Я бродил по двору, осматривал наши заготовки на случай ночного нападения и неожиданно наткнулся на «свежее» решение. Самое удивительное, что подсказку мне дал сам магистр с его нетрадиционными методами обогащения. Точно таким же способом пополнения партийной кассы пользовались и большевики. Один из них состоял в женитьбе молодых революционеров на богатых пожилых женщинах с последующей экспроприацией их состояния для нужд партии. Говорят, что такой метод поддерживал сам Владимир Ильич.
Вторым способом были налеты или, как их называли сами революционеры: «эксы», или, говоря попросту, грабеж. Самым громким и прославленным «эксом» было нападение в Тифлисе на карету, перевозившую в банк большую сумму денег. Осуществил его легендарный террорист Симон Тер-Петросян по кличке Камо, вероятно, при деятельном участии будущего отца народов, товарища Сталина. Вопрос с экспроприацией решили большевистским путем, просто и эффективно: забросали улицу, по которой ехала карета с деньгами, бомбами. Пока оставшиеся в живых свидетели с ужасом смотрели на груды кровавых тел, разорванных взрывами казаков конвоя и случайных прохожих, деньги изъяли и увезли. Погибло тогда всего-ничего пятьдесят человек. Главное новаторство революционного метода было в том, что оставшиеся в живых свидетели пребывали в шоке и не смогли ничего заметить и запомнить.
— Михаил, — обратился я к подошедшему уряднику, — ты говорил, что сможешь достать порох?
— А много нужно?
— Пуд, лучше два.
— Сколько? — удивленно переспросил полицейский. — Зачем нам столько?
— Взорвем в имении казарму и, пока там разберутся, что к чему, освободим наших пленниц.

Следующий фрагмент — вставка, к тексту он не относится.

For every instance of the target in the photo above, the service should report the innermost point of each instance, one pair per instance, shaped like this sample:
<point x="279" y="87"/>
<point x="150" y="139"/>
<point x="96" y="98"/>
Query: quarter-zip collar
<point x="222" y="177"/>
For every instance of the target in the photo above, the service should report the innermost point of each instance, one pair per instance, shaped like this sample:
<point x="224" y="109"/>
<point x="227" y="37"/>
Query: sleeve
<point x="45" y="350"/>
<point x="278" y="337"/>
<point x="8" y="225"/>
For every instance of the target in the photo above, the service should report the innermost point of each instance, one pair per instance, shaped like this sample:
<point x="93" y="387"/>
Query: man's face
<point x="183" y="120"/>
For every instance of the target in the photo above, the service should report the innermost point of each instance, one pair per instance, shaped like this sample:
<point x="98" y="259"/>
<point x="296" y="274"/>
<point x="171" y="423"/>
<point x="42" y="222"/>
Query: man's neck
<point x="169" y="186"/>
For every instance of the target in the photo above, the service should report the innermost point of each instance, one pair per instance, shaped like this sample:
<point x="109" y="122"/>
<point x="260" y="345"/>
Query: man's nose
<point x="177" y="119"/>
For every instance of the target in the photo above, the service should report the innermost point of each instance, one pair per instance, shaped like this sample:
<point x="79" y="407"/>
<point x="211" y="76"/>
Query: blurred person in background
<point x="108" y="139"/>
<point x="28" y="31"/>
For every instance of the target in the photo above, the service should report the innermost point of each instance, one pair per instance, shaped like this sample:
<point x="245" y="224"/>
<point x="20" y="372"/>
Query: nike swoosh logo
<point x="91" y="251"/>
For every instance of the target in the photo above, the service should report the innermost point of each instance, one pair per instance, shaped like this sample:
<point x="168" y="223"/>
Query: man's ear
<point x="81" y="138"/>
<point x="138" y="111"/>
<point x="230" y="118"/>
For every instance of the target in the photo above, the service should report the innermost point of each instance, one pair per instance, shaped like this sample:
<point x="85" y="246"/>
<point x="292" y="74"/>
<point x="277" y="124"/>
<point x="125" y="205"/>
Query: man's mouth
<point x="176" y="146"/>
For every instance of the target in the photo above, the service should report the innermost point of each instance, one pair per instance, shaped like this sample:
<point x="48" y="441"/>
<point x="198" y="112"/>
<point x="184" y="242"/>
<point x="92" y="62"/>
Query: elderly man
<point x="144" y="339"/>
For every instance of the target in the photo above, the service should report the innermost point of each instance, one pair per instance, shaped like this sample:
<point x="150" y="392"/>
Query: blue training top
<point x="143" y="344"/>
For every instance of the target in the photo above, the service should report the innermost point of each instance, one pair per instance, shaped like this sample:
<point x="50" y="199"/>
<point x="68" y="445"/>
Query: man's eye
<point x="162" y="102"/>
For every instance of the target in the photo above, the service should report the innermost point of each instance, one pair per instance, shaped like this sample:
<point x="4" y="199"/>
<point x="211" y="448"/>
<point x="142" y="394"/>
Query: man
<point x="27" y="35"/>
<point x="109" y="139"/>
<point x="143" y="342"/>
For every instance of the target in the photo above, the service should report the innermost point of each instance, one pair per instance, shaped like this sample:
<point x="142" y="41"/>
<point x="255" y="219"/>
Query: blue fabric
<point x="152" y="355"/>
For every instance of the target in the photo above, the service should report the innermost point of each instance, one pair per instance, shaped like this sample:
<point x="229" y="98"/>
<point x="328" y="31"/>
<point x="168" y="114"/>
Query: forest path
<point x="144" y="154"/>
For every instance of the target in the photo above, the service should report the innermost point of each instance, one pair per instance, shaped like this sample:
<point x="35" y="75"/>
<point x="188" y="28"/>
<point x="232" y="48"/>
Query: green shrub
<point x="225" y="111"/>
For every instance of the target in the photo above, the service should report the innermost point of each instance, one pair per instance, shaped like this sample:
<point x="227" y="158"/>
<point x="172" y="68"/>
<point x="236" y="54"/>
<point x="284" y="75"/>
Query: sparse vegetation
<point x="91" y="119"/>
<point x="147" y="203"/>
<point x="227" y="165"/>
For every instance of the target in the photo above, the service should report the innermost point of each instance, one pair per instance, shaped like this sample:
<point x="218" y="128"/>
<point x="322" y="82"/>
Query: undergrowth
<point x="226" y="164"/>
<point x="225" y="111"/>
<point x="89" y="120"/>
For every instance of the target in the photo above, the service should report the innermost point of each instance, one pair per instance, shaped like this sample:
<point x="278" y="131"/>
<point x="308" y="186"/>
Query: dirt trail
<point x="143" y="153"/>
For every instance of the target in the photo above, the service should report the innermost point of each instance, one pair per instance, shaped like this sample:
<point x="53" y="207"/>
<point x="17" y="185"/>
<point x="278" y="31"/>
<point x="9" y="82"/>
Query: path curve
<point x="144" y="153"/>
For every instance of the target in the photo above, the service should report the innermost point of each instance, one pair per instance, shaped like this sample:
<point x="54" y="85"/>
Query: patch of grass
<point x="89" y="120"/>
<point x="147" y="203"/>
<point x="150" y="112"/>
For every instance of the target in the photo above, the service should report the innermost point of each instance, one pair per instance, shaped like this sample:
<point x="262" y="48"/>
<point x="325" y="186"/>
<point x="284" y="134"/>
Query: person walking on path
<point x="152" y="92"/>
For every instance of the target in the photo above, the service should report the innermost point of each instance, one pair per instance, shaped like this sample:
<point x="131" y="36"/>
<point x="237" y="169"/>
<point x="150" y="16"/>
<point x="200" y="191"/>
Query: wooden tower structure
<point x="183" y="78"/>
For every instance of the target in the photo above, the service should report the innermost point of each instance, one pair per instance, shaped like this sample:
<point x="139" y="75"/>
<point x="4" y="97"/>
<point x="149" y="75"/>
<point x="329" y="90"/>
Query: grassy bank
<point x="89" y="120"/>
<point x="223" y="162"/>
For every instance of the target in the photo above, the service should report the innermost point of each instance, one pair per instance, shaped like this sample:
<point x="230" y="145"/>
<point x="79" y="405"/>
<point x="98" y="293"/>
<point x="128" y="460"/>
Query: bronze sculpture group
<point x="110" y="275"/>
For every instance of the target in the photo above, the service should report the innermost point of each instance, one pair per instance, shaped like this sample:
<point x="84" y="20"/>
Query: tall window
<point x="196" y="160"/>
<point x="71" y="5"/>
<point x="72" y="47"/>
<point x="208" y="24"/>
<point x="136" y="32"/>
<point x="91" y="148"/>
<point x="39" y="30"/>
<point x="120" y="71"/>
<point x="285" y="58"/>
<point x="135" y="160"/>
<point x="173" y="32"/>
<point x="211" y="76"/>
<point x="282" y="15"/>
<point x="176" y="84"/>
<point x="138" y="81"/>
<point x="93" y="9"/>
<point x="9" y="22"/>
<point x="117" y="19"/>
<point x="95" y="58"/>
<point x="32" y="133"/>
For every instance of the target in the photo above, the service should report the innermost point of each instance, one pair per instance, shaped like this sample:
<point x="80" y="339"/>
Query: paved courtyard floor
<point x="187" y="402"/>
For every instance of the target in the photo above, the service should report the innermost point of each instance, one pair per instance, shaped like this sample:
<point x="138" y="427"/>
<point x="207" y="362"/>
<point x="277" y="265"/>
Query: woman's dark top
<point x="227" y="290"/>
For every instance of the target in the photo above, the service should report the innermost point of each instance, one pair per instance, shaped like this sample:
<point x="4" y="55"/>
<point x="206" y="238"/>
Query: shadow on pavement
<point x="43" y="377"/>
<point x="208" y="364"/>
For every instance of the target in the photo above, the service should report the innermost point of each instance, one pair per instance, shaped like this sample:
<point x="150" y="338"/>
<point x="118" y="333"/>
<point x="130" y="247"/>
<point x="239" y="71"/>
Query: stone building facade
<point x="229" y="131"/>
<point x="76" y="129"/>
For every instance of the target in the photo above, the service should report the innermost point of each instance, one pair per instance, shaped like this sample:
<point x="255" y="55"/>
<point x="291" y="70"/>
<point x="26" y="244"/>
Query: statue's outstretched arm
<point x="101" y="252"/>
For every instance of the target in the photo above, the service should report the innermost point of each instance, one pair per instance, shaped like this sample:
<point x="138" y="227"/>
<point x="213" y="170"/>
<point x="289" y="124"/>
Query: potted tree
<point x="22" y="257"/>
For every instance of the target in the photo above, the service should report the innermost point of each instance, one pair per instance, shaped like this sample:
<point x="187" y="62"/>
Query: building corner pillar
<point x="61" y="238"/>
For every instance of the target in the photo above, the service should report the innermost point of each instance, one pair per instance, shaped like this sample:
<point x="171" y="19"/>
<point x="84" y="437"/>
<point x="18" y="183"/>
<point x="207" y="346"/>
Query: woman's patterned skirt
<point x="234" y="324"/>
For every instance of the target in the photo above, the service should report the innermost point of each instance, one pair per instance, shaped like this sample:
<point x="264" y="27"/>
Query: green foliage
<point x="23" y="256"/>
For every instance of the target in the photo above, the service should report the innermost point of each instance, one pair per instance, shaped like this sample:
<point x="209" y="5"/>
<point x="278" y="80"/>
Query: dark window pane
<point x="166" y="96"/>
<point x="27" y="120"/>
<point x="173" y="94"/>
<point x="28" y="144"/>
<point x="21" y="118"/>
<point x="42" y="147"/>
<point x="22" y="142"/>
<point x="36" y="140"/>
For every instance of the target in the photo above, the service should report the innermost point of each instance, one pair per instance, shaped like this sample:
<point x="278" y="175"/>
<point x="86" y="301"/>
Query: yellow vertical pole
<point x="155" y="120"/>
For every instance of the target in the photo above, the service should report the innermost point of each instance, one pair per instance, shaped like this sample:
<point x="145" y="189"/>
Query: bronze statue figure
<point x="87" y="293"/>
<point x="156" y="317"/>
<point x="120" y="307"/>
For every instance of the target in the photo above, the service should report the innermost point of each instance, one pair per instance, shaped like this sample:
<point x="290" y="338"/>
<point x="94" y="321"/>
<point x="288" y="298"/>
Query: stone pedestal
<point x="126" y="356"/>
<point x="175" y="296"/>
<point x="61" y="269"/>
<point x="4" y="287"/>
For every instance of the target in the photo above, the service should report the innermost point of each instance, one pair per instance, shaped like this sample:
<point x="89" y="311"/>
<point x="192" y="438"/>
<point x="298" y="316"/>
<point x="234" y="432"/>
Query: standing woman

— Как можно, ведь там погибнут люди!
— Тогда придумай другой способ, как нам впятером справится с сорока вооруженными гайдуками.
Урядник задумался, потом просветлел лицом и предложил:
— А что если нам туда поехать и их усовестить?!
— Что? — только и смог сказать я. — Усовестить бандитов?
— А что, они разве не православные? Чай, не захотят гореть в геенне огненной!
— Ты это серьезно говоришь? — на всякий случай спросил я, хотя было ясно и так, парень не думает шутить. — А снова сесть на цепь не хочешь?
— Так меня ж, Лексей Григорьич, заарестовали по ошибке, когда б узнали, что я урядник — отпустили б.
— Так, может, тебе туда одному поехать и уговорить магистра и его янычар покаяться? Пусть попросят прощенье у всех обиженных, вернут награбленное.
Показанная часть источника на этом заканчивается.